Anlass dieser furchterregenden Nachrichten war ein Beschluss des BSG v. 1.8.2016, der allerdings erst Ende August 2016 in der Tages- und Fachpresse bekannt wurde. Ausschlaggebend für die Nachrichten bezüglich des Beschlusses des BSG war vor allem die Aussage des Fachanwalts für Medizinrecht bei BDO Legal, Dr. Stephan Porten, der über die Landesgrenzen von Mecklenburg-Vorpommern hinaus bundesweite Konsequenzen dieser Entscheidung ausmachte. Er vertritt öffentlich die Auffassung, dass das BSG klar gemacht habe, wie es auch in vergleichbaren Fällen entscheiden würde. Es müsse, so Dr. Portenwörtlich, „jetzt davon ausgegangen werden, dass die Sozialversicherungsträger die Entscheidung des BSG zum Anlass nehmen, die Sozialversicherungspflicht von Honorarärzten jetzt ebenso in anderen Bundesländern gerichtlich durchzusetzen“.

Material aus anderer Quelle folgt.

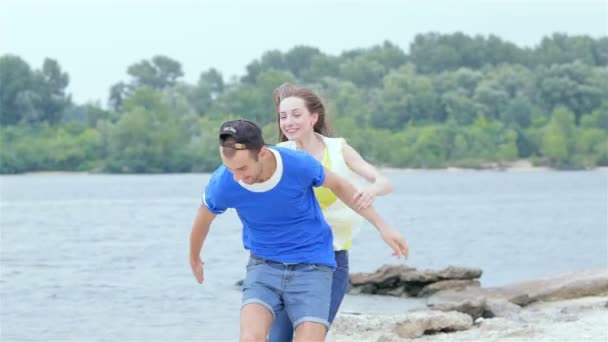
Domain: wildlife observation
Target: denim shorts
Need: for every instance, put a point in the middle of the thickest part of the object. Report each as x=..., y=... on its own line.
x=302, y=290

Gleich zu Beginn die gute Nachricht vorweg: Das „Leben“ der Honorarnotärzte geht weiter! Es gibt nach wie vor keine höchstrichterliche Entscheidung des BSG, welche die selbständige Tätigkeit von Honorarärzten in Gefahr bringt, da sich das BSG in diesem Beschluss nicht inhaltlich mit der Tätigkeit eines Honorararztes befasst hatte.

Der Beschluss des BSG v. 1.8.2016 hat zunächst für viel Wirbel gesorgt. Die Befürchtung, dass Notärzte künftig alle sozialversicherungspflichtig angestellt werden müssen, hat sich nicht bestätigt. Aus der Entscheidung des BSG im Rahmen der Nichtzulassungsbeschwerde ergeben sich keine Anhaltspunkte, dass es sich hier um allgemein gültige Aussagen des 12. Senats des BSG zum Status von Notärzten handelt. Vielmehr wird in dem Beschluss deutlich gemacht, dass die Nichtzulassungsbeschwerde unzulässig war und dass sich das BSG inhaltlich mit der Tätigkeit eines Honorararztes gar nicht befasst hat. Damit bleibt es bei dem Status quo: Es gibt keine höchstrichterliche Entscheidung zum Status der Honorarnotärzte, weder seitens des BSG noch seitens des BAG. Die divergierenden Entscheidungen der Instanzgerichte zur notärztlichen Tätigkeit auf Honorarbasis behalten ihre Wichtigkeit. Kliniken, Notärzte sowie Rettungsdienste sind gut damit beraten, im Einzelfall die Zusammenarbeit gut zu planen, zu strukturieren und weisungsfrei zu gestalten.

Das Problem könnte für die Zukunft gelöst werden, wenn der Gesetzgeber eine Ausnahmeregelung ähnlich wie in Österreich schafft: Dort wurde per Gesetz festgelegt, dass die Arbeit der Notärzte nicht als scheinselbständig gilt. Wie der Tagespresse zu entnehmen war, befürwortet laut Gesundheitsministerin Sabine Bätzing-Lichtenthäler auch die Landesregierung Rheinland-Pfalz eine Ausnahmeregelung nach österreichischem Vorbild und möchte sich zusammen mit anderen Ländern dafür bei der Bundesregierung einsetzen. Die weitere Entwicklung bleibt abzuwarten.